If I could just stop to let it catch up.

Tuesday, July 26, 2011

Give Me Pause

So often in my day at work I scramble from one issue to the next. I find myself being pulled from a tough negotiation with a vendor to the next second (literally) talking to a family about their child's prognosis. This emotional gymnastics often leaves me wishing for a pause. A moment to breathe. A break. A long vacation to restore my energy, my drive, and most of all my patience and caring. Today I received a moment that gave me pause, but not in the form I had expected.
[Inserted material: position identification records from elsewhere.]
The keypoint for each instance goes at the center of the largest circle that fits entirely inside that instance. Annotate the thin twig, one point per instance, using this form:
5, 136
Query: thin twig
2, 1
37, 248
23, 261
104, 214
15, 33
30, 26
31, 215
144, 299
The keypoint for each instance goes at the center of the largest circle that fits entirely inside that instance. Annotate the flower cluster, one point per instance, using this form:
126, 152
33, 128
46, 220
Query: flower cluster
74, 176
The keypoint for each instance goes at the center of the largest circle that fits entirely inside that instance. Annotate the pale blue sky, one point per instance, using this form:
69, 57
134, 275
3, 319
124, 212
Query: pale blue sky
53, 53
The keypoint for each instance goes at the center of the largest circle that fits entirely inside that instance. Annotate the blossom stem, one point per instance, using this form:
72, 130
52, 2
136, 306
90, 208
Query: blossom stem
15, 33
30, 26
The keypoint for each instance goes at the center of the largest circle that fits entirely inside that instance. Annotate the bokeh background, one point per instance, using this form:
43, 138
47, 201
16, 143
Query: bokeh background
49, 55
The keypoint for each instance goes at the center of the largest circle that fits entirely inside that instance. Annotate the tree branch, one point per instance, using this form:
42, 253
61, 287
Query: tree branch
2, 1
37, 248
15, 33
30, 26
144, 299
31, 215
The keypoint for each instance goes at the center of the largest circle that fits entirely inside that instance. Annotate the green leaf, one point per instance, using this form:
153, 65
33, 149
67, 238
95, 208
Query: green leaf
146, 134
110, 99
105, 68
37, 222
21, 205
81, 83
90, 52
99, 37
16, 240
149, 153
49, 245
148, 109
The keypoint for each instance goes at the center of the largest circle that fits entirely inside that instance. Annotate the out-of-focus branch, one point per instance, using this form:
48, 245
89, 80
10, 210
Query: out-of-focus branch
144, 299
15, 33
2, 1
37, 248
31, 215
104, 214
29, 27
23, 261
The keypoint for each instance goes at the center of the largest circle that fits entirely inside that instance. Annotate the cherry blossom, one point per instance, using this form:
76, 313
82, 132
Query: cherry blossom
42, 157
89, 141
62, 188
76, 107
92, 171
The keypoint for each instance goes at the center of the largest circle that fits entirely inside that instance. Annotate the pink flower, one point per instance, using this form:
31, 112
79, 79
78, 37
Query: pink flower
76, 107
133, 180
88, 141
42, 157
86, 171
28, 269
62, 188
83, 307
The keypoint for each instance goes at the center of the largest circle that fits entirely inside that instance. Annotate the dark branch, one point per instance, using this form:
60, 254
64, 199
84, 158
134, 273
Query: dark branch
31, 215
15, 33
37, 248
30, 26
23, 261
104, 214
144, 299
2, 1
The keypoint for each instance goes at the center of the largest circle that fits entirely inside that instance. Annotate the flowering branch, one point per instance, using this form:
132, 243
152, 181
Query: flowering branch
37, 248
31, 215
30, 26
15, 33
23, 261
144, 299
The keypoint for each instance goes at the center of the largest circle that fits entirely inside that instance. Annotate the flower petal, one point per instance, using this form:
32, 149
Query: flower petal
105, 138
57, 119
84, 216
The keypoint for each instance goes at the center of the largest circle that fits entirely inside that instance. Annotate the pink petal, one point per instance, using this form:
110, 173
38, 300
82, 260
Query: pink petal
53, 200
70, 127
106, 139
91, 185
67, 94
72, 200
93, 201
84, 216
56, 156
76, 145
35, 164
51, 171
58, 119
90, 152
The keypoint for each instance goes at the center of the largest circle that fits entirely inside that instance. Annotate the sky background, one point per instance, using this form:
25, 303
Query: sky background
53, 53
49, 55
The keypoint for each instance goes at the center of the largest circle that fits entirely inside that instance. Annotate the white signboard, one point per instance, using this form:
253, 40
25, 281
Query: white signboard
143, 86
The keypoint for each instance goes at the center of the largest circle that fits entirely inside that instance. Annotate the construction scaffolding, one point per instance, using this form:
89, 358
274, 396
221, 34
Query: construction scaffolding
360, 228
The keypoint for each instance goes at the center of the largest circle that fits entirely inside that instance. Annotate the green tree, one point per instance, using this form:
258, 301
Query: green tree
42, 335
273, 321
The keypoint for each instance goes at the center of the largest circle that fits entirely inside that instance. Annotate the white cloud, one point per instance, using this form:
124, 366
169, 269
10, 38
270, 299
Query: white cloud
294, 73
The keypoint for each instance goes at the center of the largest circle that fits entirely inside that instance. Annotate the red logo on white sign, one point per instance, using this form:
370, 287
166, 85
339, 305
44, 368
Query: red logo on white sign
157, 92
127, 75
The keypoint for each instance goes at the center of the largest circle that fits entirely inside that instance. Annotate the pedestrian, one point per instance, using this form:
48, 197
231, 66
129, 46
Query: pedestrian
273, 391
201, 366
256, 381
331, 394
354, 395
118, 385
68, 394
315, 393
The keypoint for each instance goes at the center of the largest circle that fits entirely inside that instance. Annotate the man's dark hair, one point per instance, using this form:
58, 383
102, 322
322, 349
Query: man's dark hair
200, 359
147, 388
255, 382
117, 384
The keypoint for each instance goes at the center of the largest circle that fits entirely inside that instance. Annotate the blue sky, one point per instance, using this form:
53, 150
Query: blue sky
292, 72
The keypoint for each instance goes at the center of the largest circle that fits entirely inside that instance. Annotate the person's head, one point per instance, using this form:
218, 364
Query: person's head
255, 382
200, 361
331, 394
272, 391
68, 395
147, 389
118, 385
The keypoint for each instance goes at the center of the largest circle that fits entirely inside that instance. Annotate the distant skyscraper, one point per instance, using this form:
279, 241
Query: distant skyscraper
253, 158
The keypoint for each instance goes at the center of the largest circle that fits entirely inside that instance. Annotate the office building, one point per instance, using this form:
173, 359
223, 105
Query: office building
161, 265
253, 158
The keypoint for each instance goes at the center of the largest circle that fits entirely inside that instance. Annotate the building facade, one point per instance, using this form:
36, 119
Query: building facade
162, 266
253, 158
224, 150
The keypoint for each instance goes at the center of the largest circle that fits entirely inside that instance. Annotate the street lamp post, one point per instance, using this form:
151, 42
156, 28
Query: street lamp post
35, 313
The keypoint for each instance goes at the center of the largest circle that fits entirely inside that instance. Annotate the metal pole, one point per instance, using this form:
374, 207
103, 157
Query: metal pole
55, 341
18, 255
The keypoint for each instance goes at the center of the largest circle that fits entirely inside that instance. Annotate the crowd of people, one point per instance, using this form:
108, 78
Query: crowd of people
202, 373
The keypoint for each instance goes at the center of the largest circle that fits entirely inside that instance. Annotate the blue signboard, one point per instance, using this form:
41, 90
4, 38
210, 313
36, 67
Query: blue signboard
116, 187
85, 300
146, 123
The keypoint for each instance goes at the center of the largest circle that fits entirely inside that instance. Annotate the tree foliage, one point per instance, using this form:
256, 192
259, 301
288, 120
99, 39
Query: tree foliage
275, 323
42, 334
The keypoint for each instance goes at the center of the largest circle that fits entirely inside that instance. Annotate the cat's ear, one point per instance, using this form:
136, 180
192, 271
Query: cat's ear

Most days I am a beacon of hope, always with a smile and talking about how so many of our kids leave here getting better. Today a photo album of past guests was placed in front of me. As I looked through the first few pages, my eyes stopped on a young man that I had met. (Often I only get to meet parents and siblings.) I wondered to myself when he was going to return as they had made frequent visits. Then I remembered that he unexpectedly died last year. He wouldn't be back. I had to stop looking through the album.

This could be depressing, this could leave me numb for the rest of the day. Instead, it gave me pause. Made me stop for a moment and remember what we mean to each other and how much each little act of kindness can mean. It's easier to stop, slow down, remember "what's important" when a moment like this comes your way.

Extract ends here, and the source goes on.